Sì, ma la Scozia? Continua a pensare all’indipendenza

Qui il crollo del Labour ha colto di sorpresa soltanto i giornali italiani. La disfatta era ampiamente prevista e il collasso del voto laburista era evidente anche alle politiche dell’anno scorso (-40 seggi), ben prima dell’arrivo di Corbyn alla guida del partito. Il Labour, perde il 9% rispetto a 5 anni fa ma appena il 2% rispetto allo scorso anno, frutto della scarsa popolarità e inesperienza della nuova leader dello Scottish Labour, peraltro lontana dalle posizioni di Corbyn.

In realtà i risultati elettorali scozzesi si limitano a fotografare gli stati d’animi rispetto alla questione tuttora centrale dell’indipendenza dal Regno Unito. A un anno e mezzo dal referendum vinto di poco dagli unionisti, i nazionalisti (che si dichiarano socialedemocratici) sono ancora nettamente il primo partito (47%) e governeranno con i Greens (che sfiorano il 7% grazie alla loro posizione pro-indipendenza), mentre i Conservatori  (+8%) beneficiano della loro opposizione radicale alla disgregazione del Regno, in un dibattito sempre più polarizzato nel quale il Labour rimane schiacciato nel mezzo. Responsabilità di Corbyn nel tracollo? Lo 0,00%.

 

A Londra vince un partito in salute

Molto più rilevante per giudicare la performance del Labour il trionfo di Sadiq Khan alle comunali di Londra (la quale ha quasi il doppio degli abitanti dell’intera Scozia). Erroneamente dipinto come anti-Corbyn, Khan, che non è mai stato un blairiano (addirittura fu uno dei deputati che nominò Corbyn per la leadership) ha vinto su una piattaforma centrata su social housing, mobilità sostenibile e politiche per il riscatto sociale. Forte della cospicua mobilitazione dei cittadini europei (il suo avversario conservatore Zac Goldsmith sostiene il Brexit) Sadiq Khan ha saputo trovare il giusto mix di radicalità e modernità per una città multiforme e dinamica come Londra. La sua vittoria è lo specchio di un partito in salute, capace di compattarsi e strappare dopo 8 anni la capitale britannica ai Conservatori.

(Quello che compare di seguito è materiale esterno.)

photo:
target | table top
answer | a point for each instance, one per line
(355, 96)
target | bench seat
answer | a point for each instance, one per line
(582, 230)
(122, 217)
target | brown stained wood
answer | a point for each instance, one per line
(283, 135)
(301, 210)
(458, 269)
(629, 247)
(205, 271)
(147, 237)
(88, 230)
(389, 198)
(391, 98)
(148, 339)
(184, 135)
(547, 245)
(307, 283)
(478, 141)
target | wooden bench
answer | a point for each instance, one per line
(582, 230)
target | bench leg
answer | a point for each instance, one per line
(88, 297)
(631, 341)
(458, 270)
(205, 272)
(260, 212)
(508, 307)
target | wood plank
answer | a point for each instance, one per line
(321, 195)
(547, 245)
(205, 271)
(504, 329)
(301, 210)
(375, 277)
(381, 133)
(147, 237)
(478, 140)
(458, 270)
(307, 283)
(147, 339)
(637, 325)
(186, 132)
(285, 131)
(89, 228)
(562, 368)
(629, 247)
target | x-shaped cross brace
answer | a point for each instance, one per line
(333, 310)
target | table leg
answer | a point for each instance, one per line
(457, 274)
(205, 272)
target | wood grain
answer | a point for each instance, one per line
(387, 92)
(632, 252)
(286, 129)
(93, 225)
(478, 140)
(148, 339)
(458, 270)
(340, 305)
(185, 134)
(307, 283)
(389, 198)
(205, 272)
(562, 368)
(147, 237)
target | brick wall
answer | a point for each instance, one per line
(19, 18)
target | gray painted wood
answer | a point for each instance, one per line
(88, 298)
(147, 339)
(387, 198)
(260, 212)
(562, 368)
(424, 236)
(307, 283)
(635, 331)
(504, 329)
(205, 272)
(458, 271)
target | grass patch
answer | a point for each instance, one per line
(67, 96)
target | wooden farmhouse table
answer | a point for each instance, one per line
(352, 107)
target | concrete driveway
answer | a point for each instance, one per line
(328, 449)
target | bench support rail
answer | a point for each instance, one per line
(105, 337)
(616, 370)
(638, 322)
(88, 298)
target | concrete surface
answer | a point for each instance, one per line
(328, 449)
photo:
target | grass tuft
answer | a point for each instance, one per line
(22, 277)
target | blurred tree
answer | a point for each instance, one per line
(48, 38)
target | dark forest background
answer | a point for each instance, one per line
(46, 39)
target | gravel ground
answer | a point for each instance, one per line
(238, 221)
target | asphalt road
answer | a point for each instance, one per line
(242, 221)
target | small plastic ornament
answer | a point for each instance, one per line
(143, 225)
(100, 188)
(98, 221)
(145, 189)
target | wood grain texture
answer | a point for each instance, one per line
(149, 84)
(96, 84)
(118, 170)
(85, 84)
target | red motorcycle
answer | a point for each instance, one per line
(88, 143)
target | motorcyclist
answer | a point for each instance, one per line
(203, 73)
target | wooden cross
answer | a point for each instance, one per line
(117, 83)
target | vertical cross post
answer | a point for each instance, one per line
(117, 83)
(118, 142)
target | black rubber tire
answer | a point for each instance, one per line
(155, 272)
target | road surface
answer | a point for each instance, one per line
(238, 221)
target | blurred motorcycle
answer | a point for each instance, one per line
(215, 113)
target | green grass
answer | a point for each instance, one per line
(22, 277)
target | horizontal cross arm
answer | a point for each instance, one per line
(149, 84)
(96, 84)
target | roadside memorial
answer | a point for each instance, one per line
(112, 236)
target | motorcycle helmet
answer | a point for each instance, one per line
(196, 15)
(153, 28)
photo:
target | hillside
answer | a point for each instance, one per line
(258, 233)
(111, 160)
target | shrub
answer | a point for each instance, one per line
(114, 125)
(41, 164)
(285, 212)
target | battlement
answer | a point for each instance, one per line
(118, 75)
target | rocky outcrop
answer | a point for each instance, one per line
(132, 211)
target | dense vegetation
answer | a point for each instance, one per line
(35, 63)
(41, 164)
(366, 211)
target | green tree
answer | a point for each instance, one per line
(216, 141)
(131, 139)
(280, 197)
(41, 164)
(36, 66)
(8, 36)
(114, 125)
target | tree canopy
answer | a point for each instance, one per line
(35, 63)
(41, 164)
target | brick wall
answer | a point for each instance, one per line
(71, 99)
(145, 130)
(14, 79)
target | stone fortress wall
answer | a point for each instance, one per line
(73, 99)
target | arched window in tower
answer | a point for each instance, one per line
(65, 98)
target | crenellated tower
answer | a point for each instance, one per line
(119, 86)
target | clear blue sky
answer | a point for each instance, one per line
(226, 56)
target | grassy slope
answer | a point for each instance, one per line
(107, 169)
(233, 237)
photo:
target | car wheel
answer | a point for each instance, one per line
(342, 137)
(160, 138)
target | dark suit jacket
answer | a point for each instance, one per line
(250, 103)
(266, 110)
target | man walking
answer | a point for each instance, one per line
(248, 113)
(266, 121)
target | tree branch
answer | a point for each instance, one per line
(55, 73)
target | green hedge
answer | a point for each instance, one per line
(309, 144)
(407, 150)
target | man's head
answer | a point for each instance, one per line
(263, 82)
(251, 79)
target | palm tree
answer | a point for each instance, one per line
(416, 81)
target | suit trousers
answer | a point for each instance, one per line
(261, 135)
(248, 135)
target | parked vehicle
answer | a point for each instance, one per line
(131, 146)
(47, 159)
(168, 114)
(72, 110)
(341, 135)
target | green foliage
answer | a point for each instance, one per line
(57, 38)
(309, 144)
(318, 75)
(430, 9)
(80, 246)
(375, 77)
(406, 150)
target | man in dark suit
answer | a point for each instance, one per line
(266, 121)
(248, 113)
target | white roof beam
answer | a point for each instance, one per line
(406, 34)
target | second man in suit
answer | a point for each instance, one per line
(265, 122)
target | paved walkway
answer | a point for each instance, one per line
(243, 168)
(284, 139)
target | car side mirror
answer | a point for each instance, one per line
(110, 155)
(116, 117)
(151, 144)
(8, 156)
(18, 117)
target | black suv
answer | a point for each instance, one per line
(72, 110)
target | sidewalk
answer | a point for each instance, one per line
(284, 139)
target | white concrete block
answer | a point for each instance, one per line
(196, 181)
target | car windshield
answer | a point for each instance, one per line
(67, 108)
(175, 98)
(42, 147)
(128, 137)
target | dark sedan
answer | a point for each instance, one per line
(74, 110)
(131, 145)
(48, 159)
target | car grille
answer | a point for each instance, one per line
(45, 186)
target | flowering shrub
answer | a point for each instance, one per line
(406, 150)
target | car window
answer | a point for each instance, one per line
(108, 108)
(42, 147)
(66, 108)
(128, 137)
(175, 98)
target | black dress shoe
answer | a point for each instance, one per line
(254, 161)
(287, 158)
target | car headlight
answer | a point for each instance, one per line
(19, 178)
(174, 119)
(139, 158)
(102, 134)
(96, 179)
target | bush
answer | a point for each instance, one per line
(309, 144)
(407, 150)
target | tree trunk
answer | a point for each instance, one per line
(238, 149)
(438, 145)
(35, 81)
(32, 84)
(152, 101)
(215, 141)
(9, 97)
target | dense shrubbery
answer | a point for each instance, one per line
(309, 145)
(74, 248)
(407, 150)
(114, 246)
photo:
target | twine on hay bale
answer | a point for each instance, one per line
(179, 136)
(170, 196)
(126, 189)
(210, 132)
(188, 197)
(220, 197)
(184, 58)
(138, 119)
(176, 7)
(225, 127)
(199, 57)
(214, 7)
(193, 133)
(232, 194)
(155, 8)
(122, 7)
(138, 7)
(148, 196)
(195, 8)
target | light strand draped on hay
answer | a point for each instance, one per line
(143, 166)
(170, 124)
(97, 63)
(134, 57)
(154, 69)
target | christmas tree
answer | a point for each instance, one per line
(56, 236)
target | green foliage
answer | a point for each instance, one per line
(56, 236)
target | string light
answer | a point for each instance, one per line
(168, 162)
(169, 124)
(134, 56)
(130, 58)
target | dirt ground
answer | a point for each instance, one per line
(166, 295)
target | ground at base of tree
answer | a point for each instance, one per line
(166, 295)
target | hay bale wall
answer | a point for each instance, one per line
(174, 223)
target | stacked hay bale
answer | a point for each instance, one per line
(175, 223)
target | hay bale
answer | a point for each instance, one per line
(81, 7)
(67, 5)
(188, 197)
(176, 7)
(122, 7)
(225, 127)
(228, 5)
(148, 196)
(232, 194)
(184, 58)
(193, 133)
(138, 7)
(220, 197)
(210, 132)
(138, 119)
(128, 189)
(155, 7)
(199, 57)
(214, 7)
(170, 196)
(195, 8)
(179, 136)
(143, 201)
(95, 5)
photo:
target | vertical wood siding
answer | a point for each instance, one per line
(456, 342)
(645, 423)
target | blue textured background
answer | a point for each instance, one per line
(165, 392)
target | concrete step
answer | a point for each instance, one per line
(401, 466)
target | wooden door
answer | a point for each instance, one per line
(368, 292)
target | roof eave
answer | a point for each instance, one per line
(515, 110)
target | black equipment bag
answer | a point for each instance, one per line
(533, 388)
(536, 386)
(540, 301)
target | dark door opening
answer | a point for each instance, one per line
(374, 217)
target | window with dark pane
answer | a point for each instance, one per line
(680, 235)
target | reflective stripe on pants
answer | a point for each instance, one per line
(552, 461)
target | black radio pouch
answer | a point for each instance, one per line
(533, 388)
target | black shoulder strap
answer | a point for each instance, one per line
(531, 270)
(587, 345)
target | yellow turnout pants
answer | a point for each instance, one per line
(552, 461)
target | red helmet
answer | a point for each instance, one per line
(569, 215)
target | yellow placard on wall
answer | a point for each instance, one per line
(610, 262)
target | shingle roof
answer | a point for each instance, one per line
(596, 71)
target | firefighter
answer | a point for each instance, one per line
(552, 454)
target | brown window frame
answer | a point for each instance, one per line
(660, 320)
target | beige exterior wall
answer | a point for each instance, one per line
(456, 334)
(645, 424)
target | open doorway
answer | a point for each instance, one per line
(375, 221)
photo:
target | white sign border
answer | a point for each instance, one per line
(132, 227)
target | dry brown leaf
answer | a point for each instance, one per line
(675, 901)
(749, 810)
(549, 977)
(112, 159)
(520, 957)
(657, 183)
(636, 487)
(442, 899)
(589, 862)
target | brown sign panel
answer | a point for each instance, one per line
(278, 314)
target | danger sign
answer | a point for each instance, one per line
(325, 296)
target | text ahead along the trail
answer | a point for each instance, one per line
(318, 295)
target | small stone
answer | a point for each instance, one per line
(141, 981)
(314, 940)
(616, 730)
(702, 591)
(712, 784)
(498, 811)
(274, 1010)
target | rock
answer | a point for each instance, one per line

Questi risultati sono un incoraggiante segnale: la Gran Bretagna sta iniziando a voltare pagina dalla fallimentare esperienza del governo dei Conservatori. A partire dal referendum sul Brexit, il prossimo 23 Giugno, per il quale è partita questa settimana la campagna Labour in For Britain, la Gran Bretagna e l’Europa possono contare su un’organizzazione radicata e vincente: il Labour Party di Jeremy Corbyn.

 

Andrea Pisauro

http://andreapisauro.com

Andrea Pisauro ha coordinato il circolo di SEL-UK fino al suo scioglimento e rappresenta la lista Moving Forward nel Comites di Londra. E' un corbynista della prima ora, membro del Labour Party e di Momentum. Cittadino europeo di lingua Italiana e fede romanista, studia le decisioni umane a Glasgow e ha un debole per quelle irrazionali, come ad esempio scrivere un Manifesto per ricostruire la sinistra Italiana da Londra. A 33 anni superato l'inguaribile ottimismo gli è comunque rimasta una discreta volontà ed è deciso a farne buon uso.